Under the patronage of Prof. Dr. Roswitha Böhm, Chair of French Studies at TU Dresden, and in cooperation with Bildungsfunken. Verein für Demokratie durch Bildung e. V., the CFF (Centrum Frankreich | Frankophonie) and the Center for Teacher Education and Educational Research (ZLSB) at TU Dresden, the 1st Dresden Children's Cultures University took place on September 7, 2018 as an inclusive educational experience for pupils in grades 4 and 5 at TU Dresden.
On this day, 75 pupils from two elementary school and a grammar school got to know the TUD Dresden University of Technology as a new place in their hometown and the importance of curiosity and asking questions as tasks of scientists. They themselves became researchers by investigating why animal sounds are reproduced differently in different languages.
Photo 2 on the occasion of the 1st Children's Culture University on September 7, 2018, at TU Dresden.
After a short lecture by Prof. Dr. Roswitha Böhm on the location of the university, the tasks of scientists and the formats in which students learn here, the research work on animal sounds took place in heterogeneous learning groups.

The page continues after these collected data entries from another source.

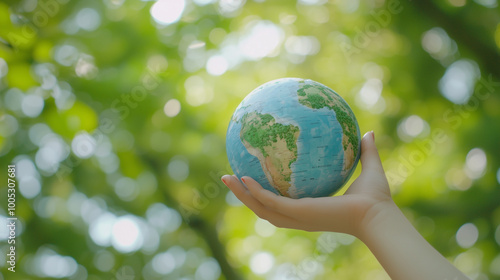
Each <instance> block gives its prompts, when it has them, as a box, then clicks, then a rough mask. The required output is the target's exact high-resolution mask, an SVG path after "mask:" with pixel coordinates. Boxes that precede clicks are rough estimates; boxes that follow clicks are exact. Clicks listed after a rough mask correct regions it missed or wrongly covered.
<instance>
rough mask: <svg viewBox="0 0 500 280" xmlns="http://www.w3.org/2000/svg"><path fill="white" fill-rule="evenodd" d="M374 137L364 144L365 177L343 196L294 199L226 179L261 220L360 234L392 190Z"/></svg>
mask: <svg viewBox="0 0 500 280" xmlns="http://www.w3.org/2000/svg"><path fill="white" fill-rule="evenodd" d="M367 135H368V137H372V135H371V134H366V135H365V137H363V141H362V153H361V155H362V156H361V164H362V165H363V171H362V172H361V175H360V176H359V177H358V178H357V179H356V180H355V181H354V183H353V184H352V185H351V186H350V187H349V189H348V190H347V191H346V193H345V194H344V195H342V196H334V197H321V198H301V199H291V198H287V197H282V196H278V195H276V194H274V193H272V192H270V191H267V190H265V189H263V188H262V186H261V185H260V184H259V183H257V182H256V181H255V180H253V179H252V178H250V177H242V178H241V179H242V181H243V182H244V183H245V185H246V187H245V185H243V184H242V183H241V182H240V181H239V180H238V178H236V176H234V175H233V176H224V177H223V178H222V180H223V181H224V182H225V183H226V185H228V187H229V188H230V189H231V191H233V193H234V194H235V195H236V196H237V197H238V198H239V199H240V200H241V201H242V202H243V203H244V204H245V205H246V206H248V208H250V209H251V210H252V211H254V212H255V214H257V215H258V216H259V217H261V218H263V219H266V220H268V221H269V222H271V223H272V224H274V225H276V226H278V227H287V228H295V229H302V230H307V231H326V230H328V231H337V232H345V233H350V234H354V235H356V233H357V232H358V228H359V227H360V225H361V223H362V222H363V220H364V217H366V216H367V214H368V212H369V211H370V209H372V208H373V206H374V205H376V204H377V203H378V202H380V201H385V200H390V190H389V186H388V184H387V179H386V177H385V173H384V170H383V168H382V165H381V163H380V158H379V157H378V152H377V150H376V148H375V145H374V143H373V138H371V139H370V138H368V137H367Z"/></svg>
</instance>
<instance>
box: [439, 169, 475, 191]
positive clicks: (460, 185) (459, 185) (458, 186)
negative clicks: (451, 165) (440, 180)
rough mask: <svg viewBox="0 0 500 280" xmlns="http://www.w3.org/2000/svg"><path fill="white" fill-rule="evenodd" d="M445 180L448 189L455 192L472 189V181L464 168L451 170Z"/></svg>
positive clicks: (445, 176) (447, 173)
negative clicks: (467, 175) (466, 174)
mask: <svg viewBox="0 0 500 280" xmlns="http://www.w3.org/2000/svg"><path fill="white" fill-rule="evenodd" d="M444 178H445V180H446V183H447V184H448V187H450V188H451V189H454V190H460V191H466V190H468V189H469V188H470V187H472V180H471V179H470V178H469V177H467V175H466V174H465V172H464V170H463V168H450V169H449V170H448V172H446V175H445V177H444Z"/></svg>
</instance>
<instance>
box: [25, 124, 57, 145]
mask: <svg viewBox="0 0 500 280" xmlns="http://www.w3.org/2000/svg"><path fill="white" fill-rule="evenodd" d="M51 132H52V130H51V129H50V127H49V126H48V125H46V124H44V123H37V124H34V125H32V126H31V127H30V129H29V131H28V136H29V138H30V140H31V143H33V144H35V145H37V146H41V140H42V139H43V137H45V135H47V134H49V133H51Z"/></svg>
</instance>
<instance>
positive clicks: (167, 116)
mask: <svg viewBox="0 0 500 280" xmlns="http://www.w3.org/2000/svg"><path fill="white" fill-rule="evenodd" d="M163 111H164V112H165V115H167V117H171V118H173V117H175V116H177V115H178V114H179V113H180V111H181V103H180V102H179V100H177V99H170V100H169V101H167V103H165V107H163Z"/></svg>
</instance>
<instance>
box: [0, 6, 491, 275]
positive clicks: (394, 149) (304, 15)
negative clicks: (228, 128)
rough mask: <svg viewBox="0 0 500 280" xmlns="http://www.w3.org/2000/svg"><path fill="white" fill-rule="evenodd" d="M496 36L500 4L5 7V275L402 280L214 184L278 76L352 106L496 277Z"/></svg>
mask: <svg viewBox="0 0 500 280" xmlns="http://www.w3.org/2000/svg"><path fill="white" fill-rule="evenodd" d="M182 4H183V5H182ZM153 5H157V6H156V8H153V9H152V6H153ZM162 5H163V6H162ZM179 5H181V6H179ZM162 7H163V8H162ZM175 7H181V8H182V7H184V8H183V9H178V12H176V9H177V8H175ZM155 9H157V10H158V11H159V12H160V13H159V14H160V15H159V16H156V18H155V17H153V16H152V14H154V13H152V12H151V11H154V10H155ZM180 11H182V13H181V12H180ZM176 15H179V16H180V17H179V18H177V17H176ZM161 18H163V19H164V21H167V22H163V23H161V22H158V21H157V20H158V19H161ZM499 23H500V14H499V8H498V3H497V0H475V1H470V0H445V1H430V0H421V1H398V0H385V1H384V0H366V1H365V0H358V1H348V0H336V1H325V0H301V1H298V2H296V1H272V0H267V1H266V0H259V1H256V0H247V1H244V0H219V1H216V0H206V1H202V0H197V1H194V0H185V1H184V0H171V1H170V0H160V1H159V2H158V4H155V2H154V1H138V0H132V1H124V0H102V1H97V0H91V1H70V0H39V1H36V0H22V1H5V0H2V1H0V39H1V40H0V41H1V42H0V156H1V159H0V162H1V166H0V168H1V169H2V170H3V171H1V172H0V181H1V182H2V184H0V205H2V207H1V209H0V215H1V217H0V218H1V220H2V222H6V218H7V215H8V213H7V165H9V164H16V168H17V177H16V181H17V184H18V185H17V192H16V194H17V196H16V198H17V202H16V203H17V205H16V217H17V218H18V222H17V239H16V254H17V256H18V259H17V264H16V272H15V273H12V272H9V271H8V270H7V267H8V265H7V263H6V254H7V252H8V251H7V250H8V246H7V243H6V238H7V234H8V232H7V230H6V227H3V228H2V229H0V251H1V252H2V254H1V255H0V260H1V261H0V268H1V273H0V279H38V278H42V279H43V278H46V279H53V278H57V277H59V278H61V277H63V278H69V279H118V280H126V279H196V280H211V279H228V280H233V279H370V280H371V279H389V278H388V276H387V274H386V273H385V272H384V271H383V269H382V268H381V266H380V265H379V264H378V262H377V261H376V259H375V258H374V257H373V256H372V255H371V254H370V252H369V251H368V250H367V248H366V247H365V246H364V245H363V244H362V243H361V242H360V241H358V240H355V239H354V238H352V237H350V236H347V235H342V234H334V233H309V232H301V231H297V230H288V229H277V228H275V227H273V226H272V225H270V224H269V223H267V222H266V221H262V220H259V219H258V218H257V217H256V216H255V215H254V214H253V213H252V212H251V211H250V210H248V209H247V208H246V207H244V206H242V205H241V204H240V203H238V201H237V200H236V199H235V198H234V196H232V195H231V194H230V193H228V190H227V189H226V188H225V186H223V185H222V183H221V182H220V181H219V178H220V176H221V175H223V174H227V173H231V171H230V169H229V166H228V162H227V158H226V155H225V145H224V139H225V132H226V129H227V124H228V122H229V119H230V117H231V114H232V112H233V110H234V109H235V108H236V106H237V105H238V104H239V102H240V101H241V100H242V99H243V98H244V96H245V95H246V94H248V93H249V92H250V91H251V90H253V89H254V88H256V87H257V86H259V85H260V84H262V83H264V82H267V81H269V80H272V79H277V78H282V77H300V78H309V79H313V80H316V81H318V82H321V83H323V84H325V85H327V86H329V87H331V88H332V89H334V90H335V91H337V92H338V93H340V94H341V95H342V96H343V97H344V98H345V99H346V101H347V102H348V103H349V104H350V105H351V107H352V109H353V111H354V113H355V114H356V116H357V119H358V122H359V125H360V128H361V131H362V132H363V133H364V132H366V131H369V130H374V131H375V135H376V142H377V145H378V147H379V151H380V154H381V157H382V160H383V163H384V167H385V169H386V172H387V173H388V176H389V181H390V184H391V189H392V193H393V196H394V200H395V201H396V203H397V204H398V205H399V206H400V207H401V208H402V209H403V211H404V213H405V215H406V216H407V217H408V218H409V219H410V220H411V222H412V223H413V224H414V225H415V226H416V228H417V229H418V230H419V232H420V233H421V234H422V235H423V236H424V237H425V238H426V239H427V240H428V241H429V242H430V243H431V244H432V245H433V246H435V247H436V248H437V249H438V250H439V251H440V252H441V253H442V254H443V255H444V256H445V257H446V258H448V259H449V260H450V262H452V263H453V264H455V265H456V266H457V267H458V268H459V269H461V270H462V271H464V272H465V273H466V274H467V275H468V276H470V277H471V278H472V279H480V280H486V279H500V188H499V184H500V183H499V181H500V169H499V167H500V152H499V151H500V149H499V140H498V139H499V137H498V136H500V97H499V94H498V93H499V90H500V82H499V81H500V67H499V62H500V55H499V47H500V24H499ZM360 168H361V167H360V166H359V167H358V170H357V171H356V173H355V174H354V176H353V178H355V177H356V176H357V175H358V174H359V172H360ZM344 190H345V189H344ZM346 214H347V213H346ZM96 232H97V233H96ZM120 242H121V243H120ZM120 244H122V245H123V244H129V245H130V246H131V247H121V246H120ZM134 246H135V247H134Z"/></svg>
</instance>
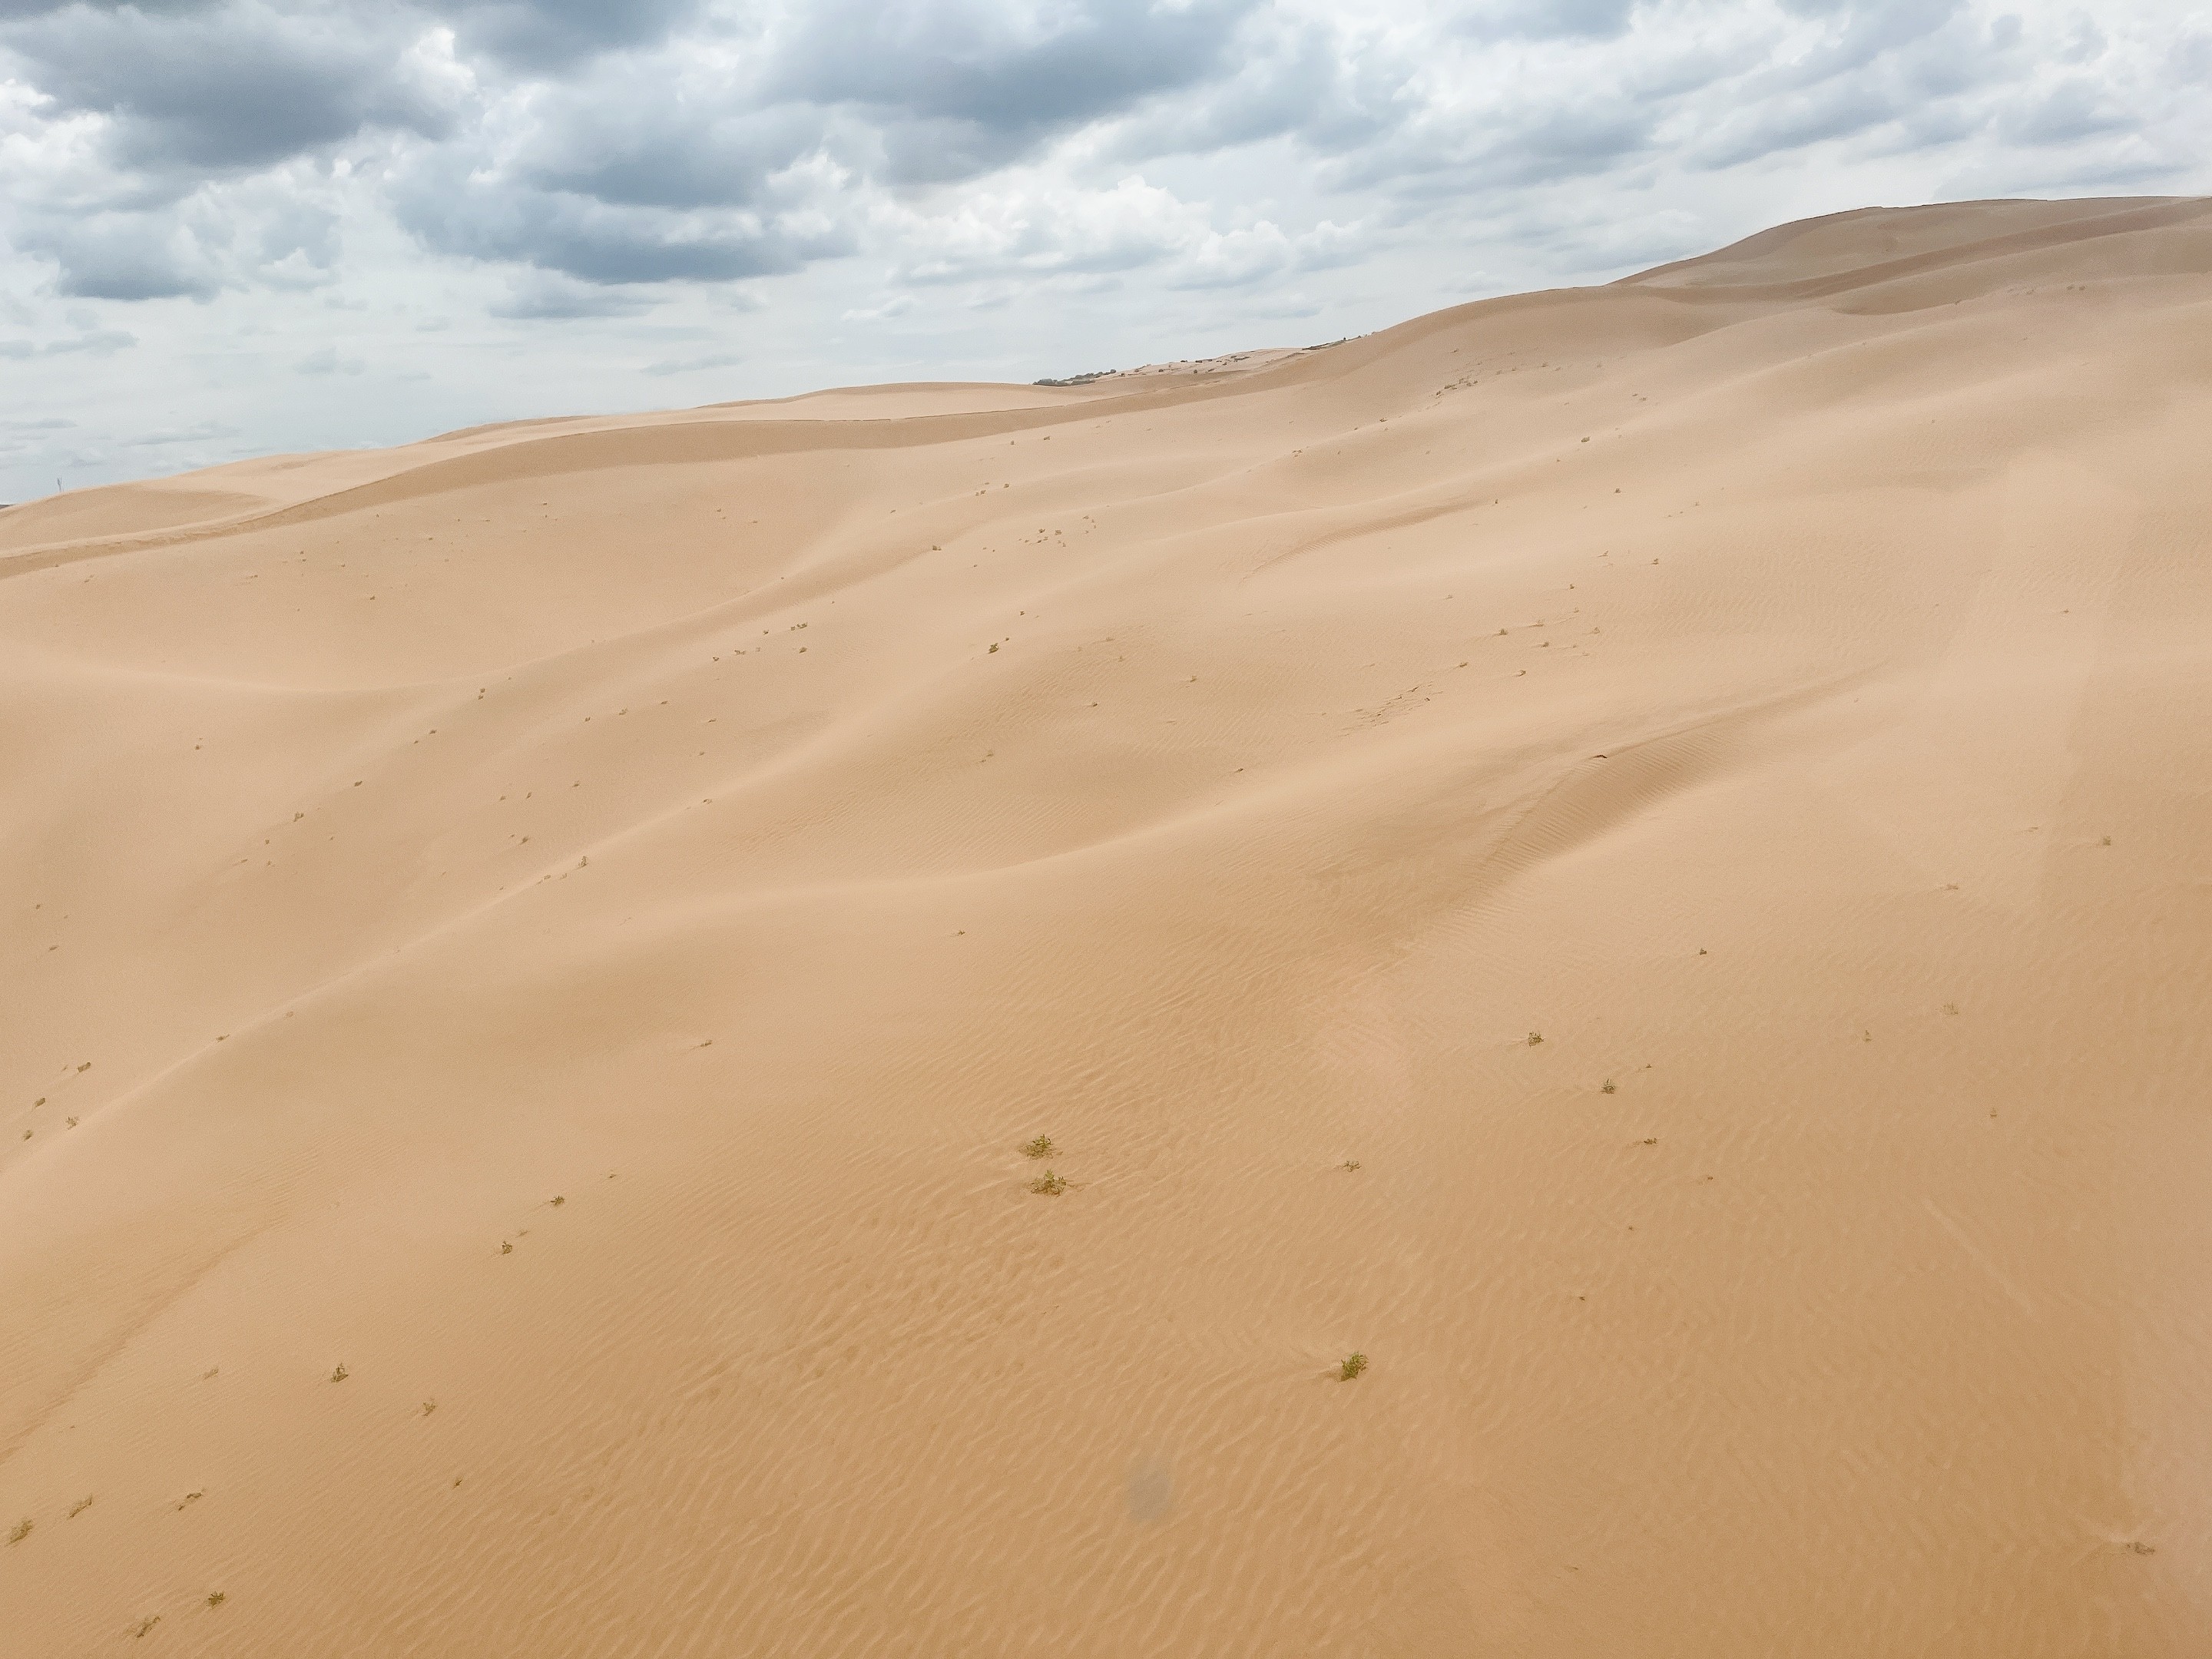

First, videos created by the preparatory team in collaboration with native speakers were shown in which speakers of Arabic, Chinese, Czech, Polish, Russian, Greek, French, Spanish and Japanese imitated animal sounds. The students analyzed similarities and differences and supplemented individual languages by using their own multilingualism. By communicating with each other in an animal language of their own devising, they were sensitized to communication in the subsequent work process.
Photo 3 on the occasion of the 1st Children's Culture University on September 7, 2018, at TU Dresden.
Starting with tasks on animals that were particularly interesting for 4th and 5th graders and related to the real world, the students answered various questions in a subject-linking learning setting designed as station work, solved them and formulated numerous others themselves. Among other things, they worked out biological characteristics and features of different animal species in a quiz, got to know different writing systems with the written reproduction of animal sounds and located the animal sounds on the world map with the help of atlases and globes. In a joint artistic final project, they presented their 'group animal' and introduced it to each other in the group as a whole. The KinderKulturenUniversität concluded with a simulated meeting of all the animals, or pupils, on the 'Ship of Animals' and ended with a joint picnic with music and dancing.